De herziening van de canon na 50 jaar (grief 12)
3.35
[appellanten1 t/m 5] en SEBU vinden het beding, waarin staat dat de Gemeente na 50 jaar de canon opnieuw vaststelt, onredelijk bezwarend. Zij wijzen daarbij op informatie die de Gemeente zelf heeft verstrekt over de wijze waarop zij in de toekomst invulling wil geven aan deze bevoegdheid, zoals de zogenaamde Infographic van de Gemeente. Volgens hen blijkt uit de door hen genoemde voorbeelden dat de Gemeente aan het einde van een tijdvak van 50 jaar een onredelijk hoge canon in rekening kan brengen. Daarmee staat volgens hen vast dat het beding tot een onredelijke uitkomst kan leiden.
3.36
Het hof stelt bij de beoordeling van deze grief voorop dat de Gemeente nog geen toepassing heeft gegeven aan dit beding, zodat toetsing van dit beding slechts in abstracto kan plaatsvinden.
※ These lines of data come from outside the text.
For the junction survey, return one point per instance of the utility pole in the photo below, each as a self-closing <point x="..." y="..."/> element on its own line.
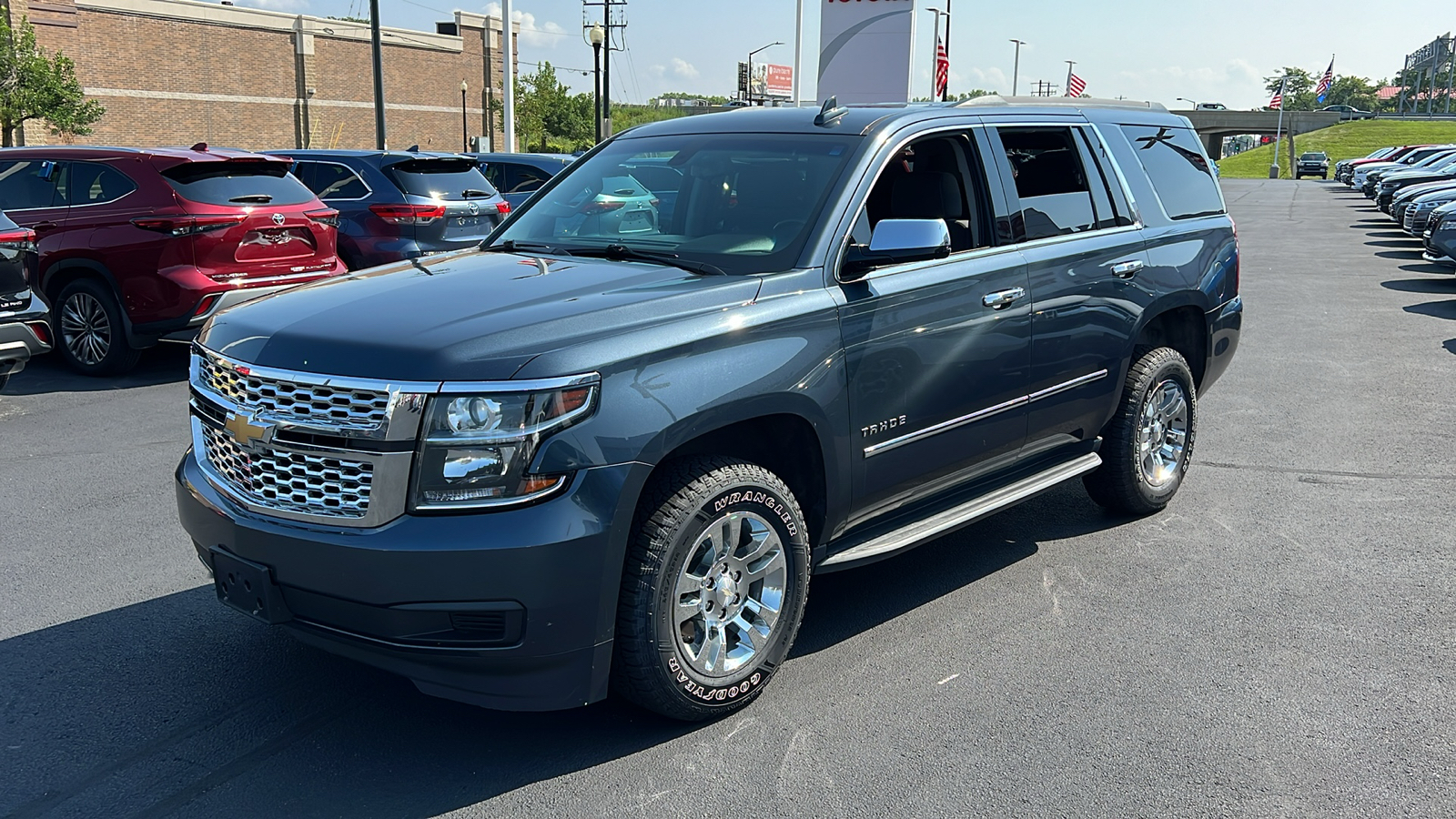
<point x="379" y="73"/>
<point x="606" y="57"/>
<point x="507" y="76"/>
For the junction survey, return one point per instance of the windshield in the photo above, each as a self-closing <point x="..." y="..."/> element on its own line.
<point x="743" y="203"/>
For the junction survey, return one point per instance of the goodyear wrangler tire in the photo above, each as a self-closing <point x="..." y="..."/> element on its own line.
<point x="713" y="588"/>
<point x="1148" y="443"/>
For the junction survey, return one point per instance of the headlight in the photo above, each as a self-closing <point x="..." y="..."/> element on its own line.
<point x="475" y="448"/>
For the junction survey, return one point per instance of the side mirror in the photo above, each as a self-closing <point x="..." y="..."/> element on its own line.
<point x="899" y="241"/>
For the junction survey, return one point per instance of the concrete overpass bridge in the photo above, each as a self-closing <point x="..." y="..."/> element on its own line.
<point x="1213" y="126"/>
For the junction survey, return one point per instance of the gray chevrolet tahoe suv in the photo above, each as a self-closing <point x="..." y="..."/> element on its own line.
<point x="586" y="460"/>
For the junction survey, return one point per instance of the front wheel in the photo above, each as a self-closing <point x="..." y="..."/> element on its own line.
<point x="713" y="588"/>
<point x="92" y="331"/>
<point x="1148" y="443"/>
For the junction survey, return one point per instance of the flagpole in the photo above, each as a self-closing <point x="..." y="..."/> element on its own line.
<point x="1279" y="128"/>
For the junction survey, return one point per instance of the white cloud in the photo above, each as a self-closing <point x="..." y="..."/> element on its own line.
<point x="276" y="5"/>
<point x="535" y="34"/>
<point x="683" y="69"/>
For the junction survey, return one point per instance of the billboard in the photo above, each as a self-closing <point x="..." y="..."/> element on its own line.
<point x="778" y="80"/>
<point x="865" y="50"/>
<point x="769" y="82"/>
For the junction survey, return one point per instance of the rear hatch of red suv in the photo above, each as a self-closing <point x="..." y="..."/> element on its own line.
<point x="249" y="222"/>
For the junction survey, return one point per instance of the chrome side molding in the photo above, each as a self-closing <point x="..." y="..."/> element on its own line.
<point x="916" y="532"/>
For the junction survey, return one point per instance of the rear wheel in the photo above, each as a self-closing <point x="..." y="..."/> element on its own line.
<point x="713" y="588"/>
<point x="92" y="329"/>
<point x="1148" y="443"/>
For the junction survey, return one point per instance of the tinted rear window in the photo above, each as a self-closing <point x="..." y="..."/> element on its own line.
<point x="238" y="184"/>
<point x="1178" y="169"/>
<point x="440" y="178"/>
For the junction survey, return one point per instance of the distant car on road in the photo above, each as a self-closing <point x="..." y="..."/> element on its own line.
<point x="1312" y="164"/>
<point x="519" y="175"/>
<point x="400" y="205"/>
<point x="1349" y="113"/>
<point x="24" y="331"/>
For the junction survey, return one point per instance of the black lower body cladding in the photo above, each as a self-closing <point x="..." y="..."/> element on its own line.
<point x="510" y="610"/>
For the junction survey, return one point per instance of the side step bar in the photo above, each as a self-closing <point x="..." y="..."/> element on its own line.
<point x="951" y="519"/>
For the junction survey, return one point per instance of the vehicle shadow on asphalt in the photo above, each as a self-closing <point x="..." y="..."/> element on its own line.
<point x="178" y="705"/>
<point x="165" y="363"/>
<point x="1436" y="309"/>
<point x="1414" y="254"/>
<point x="851" y="602"/>
<point x="1423" y="285"/>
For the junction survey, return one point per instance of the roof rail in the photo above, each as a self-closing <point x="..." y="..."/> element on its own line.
<point x="1067" y="101"/>
<point x="830" y="113"/>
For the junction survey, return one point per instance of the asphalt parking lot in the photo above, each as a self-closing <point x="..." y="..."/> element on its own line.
<point x="1279" y="643"/>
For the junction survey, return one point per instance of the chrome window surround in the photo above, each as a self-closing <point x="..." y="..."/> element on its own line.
<point x="982" y="414"/>
<point x="392" y="471"/>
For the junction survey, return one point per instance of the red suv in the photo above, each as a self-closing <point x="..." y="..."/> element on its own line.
<point x="146" y="244"/>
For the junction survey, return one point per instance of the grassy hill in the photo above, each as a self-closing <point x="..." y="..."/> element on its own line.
<point x="1346" y="140"/>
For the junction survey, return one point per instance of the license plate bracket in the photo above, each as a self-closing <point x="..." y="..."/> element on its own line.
<point x="248" y="588"/>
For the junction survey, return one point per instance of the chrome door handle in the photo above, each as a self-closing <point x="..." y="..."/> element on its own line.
<point x="1127" y="270"/>
<point x="1002" y="299"/>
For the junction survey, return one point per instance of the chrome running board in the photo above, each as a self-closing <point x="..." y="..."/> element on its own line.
<point x="951" y="519"/>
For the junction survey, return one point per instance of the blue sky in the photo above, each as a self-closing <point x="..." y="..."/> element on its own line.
<point x="1135" y="48"/>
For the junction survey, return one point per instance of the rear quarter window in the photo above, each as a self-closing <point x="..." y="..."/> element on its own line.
<point x="1179" y="172"/>
<point x="238" y="184"/>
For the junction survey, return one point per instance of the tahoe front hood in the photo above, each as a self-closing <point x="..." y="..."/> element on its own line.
<point x="463" y="317"/>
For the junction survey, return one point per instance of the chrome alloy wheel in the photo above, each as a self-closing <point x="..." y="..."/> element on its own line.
<point x="86" y="329"/>
<point x="1164" y="433"/>
<point x="730" y="593"/>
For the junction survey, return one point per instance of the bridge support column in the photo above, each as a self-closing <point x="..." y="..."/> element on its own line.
<point x="1213" y="143"/>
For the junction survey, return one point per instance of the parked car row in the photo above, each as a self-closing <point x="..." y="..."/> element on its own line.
<point x="1416" y="186"/>
<point x="116" y="249"/>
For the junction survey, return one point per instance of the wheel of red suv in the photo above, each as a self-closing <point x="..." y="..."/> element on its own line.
<point x="1148" y="443"/>
<point x="92" y="336"/>
<point x="713" y="588"/>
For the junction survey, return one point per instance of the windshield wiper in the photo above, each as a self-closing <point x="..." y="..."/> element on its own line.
<point x="513" y="247"/>
<point x="625" y="254"/>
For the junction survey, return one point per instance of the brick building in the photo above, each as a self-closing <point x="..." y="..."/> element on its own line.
<point x="178" y="72"/>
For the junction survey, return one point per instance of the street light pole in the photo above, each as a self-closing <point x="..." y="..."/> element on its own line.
<point x="597" y="35"/>
<point x="465" y="120"/>
<point x="750" y="66"/>
<point x="379" y="75"/>
<point x="1016" y="69"/>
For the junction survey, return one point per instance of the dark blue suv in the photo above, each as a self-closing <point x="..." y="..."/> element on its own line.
<point x="400" y="205"/>
<point x="590" y="458"/>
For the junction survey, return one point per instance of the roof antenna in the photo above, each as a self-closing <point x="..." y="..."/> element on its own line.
<point x="830" y="113"/>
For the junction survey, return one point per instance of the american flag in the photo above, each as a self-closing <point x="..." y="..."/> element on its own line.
<point x="943" y="69"/>
<point x="1327" y="80"/>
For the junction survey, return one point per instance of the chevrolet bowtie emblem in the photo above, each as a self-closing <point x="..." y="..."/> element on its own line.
<point x="245" y="431"/>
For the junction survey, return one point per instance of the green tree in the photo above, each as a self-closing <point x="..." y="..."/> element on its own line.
<point x="35" y="85"/>
<point x="1299" y="92"/>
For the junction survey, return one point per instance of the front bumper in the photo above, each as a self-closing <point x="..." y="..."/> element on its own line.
<point x="397" y="596"/>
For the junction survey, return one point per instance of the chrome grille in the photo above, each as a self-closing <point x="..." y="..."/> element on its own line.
<point x="312" y="404"/>
<point x="291" y="481"/>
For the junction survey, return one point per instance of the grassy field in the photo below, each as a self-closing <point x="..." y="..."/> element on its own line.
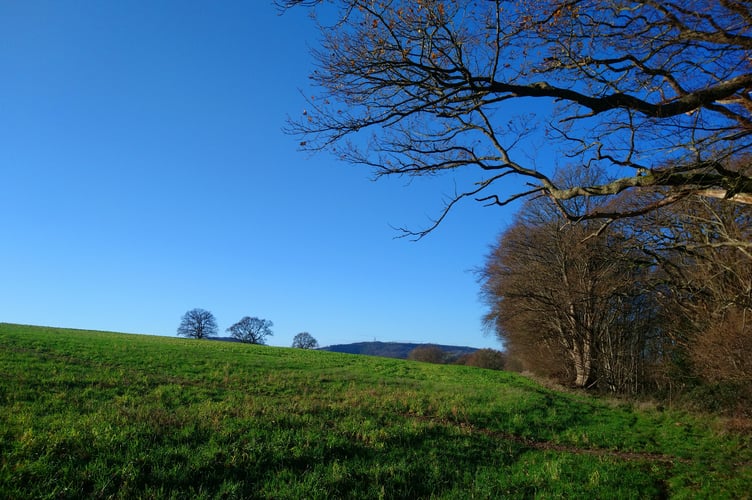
<point x="92" y="414"/>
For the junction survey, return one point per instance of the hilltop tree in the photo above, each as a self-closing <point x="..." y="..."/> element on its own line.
<point x="304" y="340"/>
<point x="655" y="92"/>
<point x="198" y="324"/>
<point x="251" y="330"/>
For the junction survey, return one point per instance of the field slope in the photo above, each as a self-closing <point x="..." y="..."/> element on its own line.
<point x="94" y="414"/>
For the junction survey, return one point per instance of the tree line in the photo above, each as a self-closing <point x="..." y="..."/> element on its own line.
<point x="628" y="267"/>
<point x="659" y="303"/>
<point x="201" y="324"/>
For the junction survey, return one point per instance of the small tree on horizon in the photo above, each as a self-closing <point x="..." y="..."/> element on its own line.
<point x="251" y="330"/>
<point x="198" y="324"/>
<point x="305" y="340"/>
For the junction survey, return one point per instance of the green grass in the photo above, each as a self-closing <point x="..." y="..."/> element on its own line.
<point x="93" y="414"/>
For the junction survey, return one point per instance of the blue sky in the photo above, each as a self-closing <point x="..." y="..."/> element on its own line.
<point x="144" y="173"/>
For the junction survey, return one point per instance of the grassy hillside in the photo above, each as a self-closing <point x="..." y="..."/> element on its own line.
<point x="111" y="415"/>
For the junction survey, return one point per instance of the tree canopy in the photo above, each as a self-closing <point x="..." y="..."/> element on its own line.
<point x="654" y="92"/>
<point x="197" y="323"/>
<point x="305" y="340"/>
<point x="251" y="330"/>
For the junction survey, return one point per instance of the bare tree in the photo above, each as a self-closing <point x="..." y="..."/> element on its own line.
<point x="198" y="324"/>
<point x="568" y="303"/>
<point x="251" y="330"/>
<point x="304" y="340"/>
<point x="655" y="92"/>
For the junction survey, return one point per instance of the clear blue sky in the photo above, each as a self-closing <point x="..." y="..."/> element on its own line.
<point x="144" y="173"/>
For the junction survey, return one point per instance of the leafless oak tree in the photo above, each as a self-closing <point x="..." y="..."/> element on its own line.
<point x="654" y="92"/>
<point x="198" y="324"/>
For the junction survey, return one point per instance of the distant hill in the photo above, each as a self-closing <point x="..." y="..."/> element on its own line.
<point x="393" y="349"/>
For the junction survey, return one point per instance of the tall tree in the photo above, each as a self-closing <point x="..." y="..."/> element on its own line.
<point x="304" y="340"/>
<point x="656" y="92"/>
<point x="198" y="324"/>
<point x="251" y="330"/>
<point x="569" y="303"/>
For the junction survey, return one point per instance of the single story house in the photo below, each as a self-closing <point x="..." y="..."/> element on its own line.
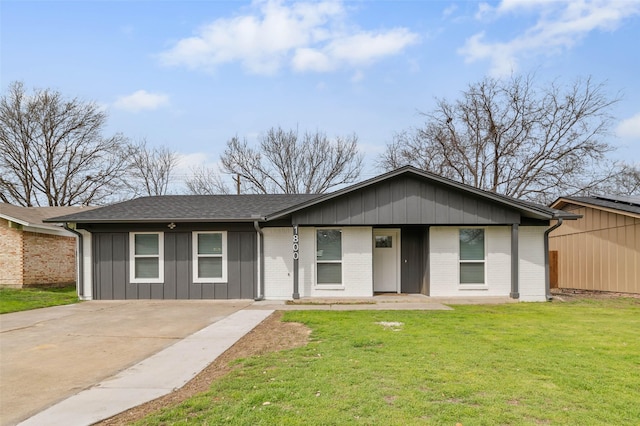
<point x="600" y="251"/>
<point x="33" y="253"/>
<point x="406" y="231"/>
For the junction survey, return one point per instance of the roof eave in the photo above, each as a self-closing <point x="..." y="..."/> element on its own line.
<point x="157" y="220"/>
<point x="537" y="213"/>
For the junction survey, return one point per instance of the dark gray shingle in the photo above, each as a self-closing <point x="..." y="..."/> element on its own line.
<point x="190" y="208"/>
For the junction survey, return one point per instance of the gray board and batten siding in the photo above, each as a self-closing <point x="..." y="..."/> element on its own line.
<point x="111" y="265"/>
<point x="406" y="200"/>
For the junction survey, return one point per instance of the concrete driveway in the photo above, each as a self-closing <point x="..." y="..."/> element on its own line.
<point x="47" y="355"/>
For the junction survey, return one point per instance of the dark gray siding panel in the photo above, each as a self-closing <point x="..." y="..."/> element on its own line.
<point x="170" y="275"/>
<point x="407" y="201"/>
<point x="110" y="272"/>
<point x="207" y="291"/>
<point x="111" y="268"/>
<point x="248" y="266"/>
<point x="242" y="265"/>
<point x="144" y="291"/>
<point x="183" y="271"/>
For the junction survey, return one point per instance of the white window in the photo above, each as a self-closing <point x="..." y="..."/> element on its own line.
<point x="328" y="256"/>
<point x="146" y="253"/>
<point x="209" y="257"/>
<point x="472" y="256"/>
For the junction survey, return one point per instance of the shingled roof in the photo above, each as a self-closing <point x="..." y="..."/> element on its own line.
<point x="264" y="207"/>
<point x="189" y="208"/>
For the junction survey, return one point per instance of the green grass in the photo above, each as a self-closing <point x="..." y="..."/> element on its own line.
<point x="14" y="300"/>
<point x="528" y="363"/>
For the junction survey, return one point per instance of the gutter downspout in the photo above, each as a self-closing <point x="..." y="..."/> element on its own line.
<point x="79" y="260"/>
<point x="256" y="225"/>
<point x="547" y="279"/>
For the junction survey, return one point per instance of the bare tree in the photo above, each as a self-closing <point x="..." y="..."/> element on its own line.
<point x="514" y="138"/>
<point x="290" y="164"/>
<point x="53" y="151"/>
<point x="206" y="181"/>
<point x="150" y="169"/>
<point x="625" y="181"/>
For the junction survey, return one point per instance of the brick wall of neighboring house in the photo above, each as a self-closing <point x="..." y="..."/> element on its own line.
<point x="10" y="255"/>
<point x="48" y="259"/>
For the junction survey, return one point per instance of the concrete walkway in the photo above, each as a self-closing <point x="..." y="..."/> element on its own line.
<point x="158" y="375"/>
<point x="174" y="366"/>
<point x="50" y="354"/>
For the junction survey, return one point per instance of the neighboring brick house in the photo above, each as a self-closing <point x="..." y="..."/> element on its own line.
<point x="33" y="253"/>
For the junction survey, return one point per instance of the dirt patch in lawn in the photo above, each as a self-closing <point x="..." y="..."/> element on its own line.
<point x="269" y="336"/>
<point x="568" y="294"/>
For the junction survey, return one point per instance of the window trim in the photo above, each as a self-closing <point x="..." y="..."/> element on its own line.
<point x="330" y="286"/>
<point x="483" y="261"/>
<point x="196" y="256"/>
<point x="133" y="257"/>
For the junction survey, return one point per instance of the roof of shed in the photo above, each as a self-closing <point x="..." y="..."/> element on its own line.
<point x="611" y="202"/>
<point x="34" y="216"/>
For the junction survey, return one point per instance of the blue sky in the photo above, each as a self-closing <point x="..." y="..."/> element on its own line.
<point x="192" y="74"/>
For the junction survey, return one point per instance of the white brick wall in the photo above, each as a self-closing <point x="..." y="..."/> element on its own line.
<point x="531" y="267"/>
<point x="444" y="267"/>
<point x="278" y="263"/>
<point x="357" y="266"/>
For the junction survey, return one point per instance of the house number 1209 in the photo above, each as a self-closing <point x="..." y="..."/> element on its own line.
<point x="296" y="245"/>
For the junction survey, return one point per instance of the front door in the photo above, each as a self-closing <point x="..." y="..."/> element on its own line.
<point x="386" y="260"/>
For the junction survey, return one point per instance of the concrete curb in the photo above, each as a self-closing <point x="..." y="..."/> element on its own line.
<point x="153" y="377"/>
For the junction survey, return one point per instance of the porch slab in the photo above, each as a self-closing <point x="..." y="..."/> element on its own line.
<point x="378" y="303"/>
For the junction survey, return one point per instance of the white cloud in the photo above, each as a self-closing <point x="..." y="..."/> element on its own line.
<point x="630" y="128"/>
<point x="141" y="100"/>
<point x="560" y="24"/>
<point x="310" y="36"/>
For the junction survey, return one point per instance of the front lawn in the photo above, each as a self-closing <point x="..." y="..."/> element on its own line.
<point x="14" y="300"/>
<point x="530" y="363"/>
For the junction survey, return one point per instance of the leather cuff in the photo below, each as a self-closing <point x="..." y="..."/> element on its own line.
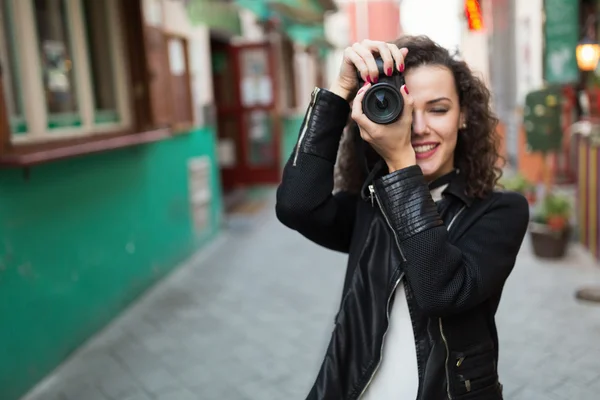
<point x="323" y="125"/>
<point x="405" y="198"/>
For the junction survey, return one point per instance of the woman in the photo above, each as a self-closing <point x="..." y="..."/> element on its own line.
<point x="430" y="242"/>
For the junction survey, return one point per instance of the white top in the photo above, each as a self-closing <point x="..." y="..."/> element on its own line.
<point x="397" y="377"/>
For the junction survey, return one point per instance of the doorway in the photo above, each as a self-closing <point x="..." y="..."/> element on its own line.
<point x="248" y="125"/>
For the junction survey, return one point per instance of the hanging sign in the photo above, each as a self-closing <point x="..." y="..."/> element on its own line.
<point x="473" y="14"/>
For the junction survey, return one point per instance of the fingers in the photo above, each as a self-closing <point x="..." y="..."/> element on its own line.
<point x="367" y="56"/>
<point x="409" y="102"/>
<point x="361" y="55"/>
<point x="399" y="55"/>
<point x="385" y="54"/>
<point x="358" y="62"/>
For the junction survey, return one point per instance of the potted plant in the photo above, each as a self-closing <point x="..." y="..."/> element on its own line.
<point x="518" y="183"/>
<point x="550" y="228"/>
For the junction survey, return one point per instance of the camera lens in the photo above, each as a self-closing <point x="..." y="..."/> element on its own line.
<point x="383" y="103"/>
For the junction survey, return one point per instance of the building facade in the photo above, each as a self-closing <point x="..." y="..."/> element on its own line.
<point x="114" y="120"/>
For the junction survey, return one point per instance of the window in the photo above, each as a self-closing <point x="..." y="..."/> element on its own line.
<point x="73" y="77"/>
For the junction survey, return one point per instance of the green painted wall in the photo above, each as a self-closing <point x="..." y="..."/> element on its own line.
<point x="81" y="238"/>
<point x="291" y="129"/>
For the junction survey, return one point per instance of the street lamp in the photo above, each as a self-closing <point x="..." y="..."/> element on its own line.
<point x="588" y="54"/>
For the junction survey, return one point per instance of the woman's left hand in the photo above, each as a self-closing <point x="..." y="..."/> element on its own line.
<point x="392" y="141"/>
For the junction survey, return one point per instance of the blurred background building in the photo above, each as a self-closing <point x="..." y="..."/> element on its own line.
<point x="131" y="130"/>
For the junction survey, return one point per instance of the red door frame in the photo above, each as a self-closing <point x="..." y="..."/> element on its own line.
<point x="244" y="174"/>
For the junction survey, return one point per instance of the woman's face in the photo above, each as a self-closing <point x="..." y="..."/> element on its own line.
<point x="436" y="118"/>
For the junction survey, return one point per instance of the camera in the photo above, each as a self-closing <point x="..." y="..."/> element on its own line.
<point x="383" y="103"/>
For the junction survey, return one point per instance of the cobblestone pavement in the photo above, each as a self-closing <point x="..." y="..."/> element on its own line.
<point x="249" y="318"/>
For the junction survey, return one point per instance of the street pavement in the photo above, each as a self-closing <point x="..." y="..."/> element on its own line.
<point x="248" y="318"/>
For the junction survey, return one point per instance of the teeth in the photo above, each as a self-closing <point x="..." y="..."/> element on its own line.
<point x="425" y="148"/>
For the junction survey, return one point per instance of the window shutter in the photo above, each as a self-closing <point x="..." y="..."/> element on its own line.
<point x="159" y="76"/>
<point x="4" y="123"/>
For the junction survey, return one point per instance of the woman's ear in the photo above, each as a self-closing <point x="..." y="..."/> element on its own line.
<point x="462" y="120"/>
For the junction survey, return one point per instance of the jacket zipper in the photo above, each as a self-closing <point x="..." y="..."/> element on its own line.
<point x="442" y="325"/>
<point x="447" y="359"/>
<point x="387" y="311"/>
<point x="306" y="122"/>
<point x="374" y="195"/>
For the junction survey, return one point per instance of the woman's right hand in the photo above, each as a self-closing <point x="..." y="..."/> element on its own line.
<point x="360" y="57"/>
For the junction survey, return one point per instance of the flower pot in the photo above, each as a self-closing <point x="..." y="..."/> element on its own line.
<point x="549" y="243"/>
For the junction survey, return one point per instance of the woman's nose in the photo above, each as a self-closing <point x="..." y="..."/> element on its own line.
<point x="419" y="126"/>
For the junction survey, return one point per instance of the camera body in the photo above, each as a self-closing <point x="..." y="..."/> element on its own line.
<point x="383" y="103"/>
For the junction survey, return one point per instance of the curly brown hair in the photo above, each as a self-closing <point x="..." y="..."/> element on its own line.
<point x="476" y="153"/>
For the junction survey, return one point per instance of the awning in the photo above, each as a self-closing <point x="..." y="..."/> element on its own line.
<point x="299" y="11"/>
<point x="221" y="16"/>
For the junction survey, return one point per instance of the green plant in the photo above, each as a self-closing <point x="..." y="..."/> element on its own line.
<point x="554" y="211"/>
<point x="518" y="183"/>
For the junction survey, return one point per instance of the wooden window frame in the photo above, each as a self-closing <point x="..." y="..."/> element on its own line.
<point x="142" y="127"/>
<point x="187" y="103"/>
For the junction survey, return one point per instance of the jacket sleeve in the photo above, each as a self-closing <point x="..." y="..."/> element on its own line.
<point x="446" y="278"/>
<point x="305" y="201"/>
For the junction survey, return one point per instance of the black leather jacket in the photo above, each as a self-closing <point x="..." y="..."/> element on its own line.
<point x="453" y="259"/>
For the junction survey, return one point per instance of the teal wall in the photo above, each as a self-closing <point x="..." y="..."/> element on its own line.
<point x="291" y="129"/>
<point x="81" y="238"/>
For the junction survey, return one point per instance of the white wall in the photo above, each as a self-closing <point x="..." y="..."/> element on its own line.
<point x="337" y="32"/>
<point x="175" y="20"/>
<point x="529" y="47"/>
<point x="441" y="20"/>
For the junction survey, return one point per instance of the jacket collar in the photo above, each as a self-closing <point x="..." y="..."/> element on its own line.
<point x="457" y="186"/>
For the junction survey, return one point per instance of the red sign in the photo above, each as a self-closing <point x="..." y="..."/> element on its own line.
<point x="473" y="14"/>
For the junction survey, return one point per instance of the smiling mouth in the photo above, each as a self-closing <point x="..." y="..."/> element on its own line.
<point x="425" y="148"/>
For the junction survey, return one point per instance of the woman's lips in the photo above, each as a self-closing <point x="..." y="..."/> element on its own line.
<point x="425" y="150"/>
De Gemeente wijst er terecht op dat de Infographic alleen maar een wijze van informatievoorziening bevat en dat dit geen rechtsgevolg sorteert en dat daarmee ook niet kenbaar is gemaakt hoe de Gemeente in de toekomst toepassing aan de bedingen zal geven. De Gemeente heeft met deze Infographic slechts de werking van de Conversieregeling erfpacht 2017 willen toelichten aan de hand van voorbeelden. Daarbij komt dat de toekomstige grondwaarde onzeker is.
Verder is van belang dat bij de vaststelling van een nieuwe canon na 50 jaar nadere besluitvorming door het gemeentebestuur nodig is en dat de Gemeente daarbij gebonden is aan de algemene beginselen van behoorlijk bestuur. Om die reden valt niet bij voorbaat in te zien dat het de Gemeente vrij staat om de canon op een onredelijk hoog niveau vast te stellen.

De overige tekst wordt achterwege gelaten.